P saiu na frente, com um sorriso insinuado no rosto, e puxou H pela mão esquerda, que a olhava com um semblante de quem gostava de saber mais dessas intimidades onde só há proibições. Seguiram na direção contrária ao caminho em que havia ido a vizinha crente.

Levantou a bola, H estava sempre pronto para tentar o arremate:

— Ponha fogo no seu sermão ou ponha seu sermão no fogo!

O calor era grande e a brisa que soprou por entre os dois provocou um arrepio na espinha de cada um.

Duas esquinas à frente, os dois passaram próximo de um parque de diversões onde uma roda gigante iluminada fazia seus movimentos rotatórios. Um olhou para o outro, sincronia pura, como se estivessem a imaginar a mesma cena: o mundo está girando, então é como se tudo estivesse seguindo um sentido definido pela roda. O risco de pular fora com a coisa em movimento é grande, tanto quanto permanecer naquele movimento insano.

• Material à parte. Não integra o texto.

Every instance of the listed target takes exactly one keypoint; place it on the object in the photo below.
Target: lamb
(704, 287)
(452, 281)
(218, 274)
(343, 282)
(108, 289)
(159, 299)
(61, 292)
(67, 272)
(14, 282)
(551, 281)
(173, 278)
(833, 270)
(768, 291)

De vez em quando H entrava em órbita e, nessas ocasiões, quase tudo que falava parecia premonição:

— Se você quiser ir para o cais, eu vou consigo, vou junto. Mas é bom a gente ir preparado, porque o ar está carregado!

— Então vamos! – respondeu sem titubear P.

Por uns segundos ela esperou que ele dissesse o contrário, algo como “vamos para casa, vamos cuidar um do outro”, mas no ímpeto, acabou achando melhor mostrar que nada temia. A curiosidade mata, dizia um antigo ditado.

O Cais, como era mais conhecido, era uma área bem ampla que havia ficado esquecida por anos a fio até que alguns grupos de arte de rua começaram a se apresentar por ali. Em pouco tempo, o lugar ganhou nova vida, novas cores, e passou a ser frequentado também por populares em busca de brisa fresca e de namoros fortuitos. Em paralelo surgiu ali um ponto de venda e consumo de substâncias proibidas.

“Contra toda essa bandalheira”, como eles gritavam nas rádios, televisões e nas redes sociais, estavam os pastores das igrejas das redondezas, dispostos a tudo para expulsar dali “os impuros”.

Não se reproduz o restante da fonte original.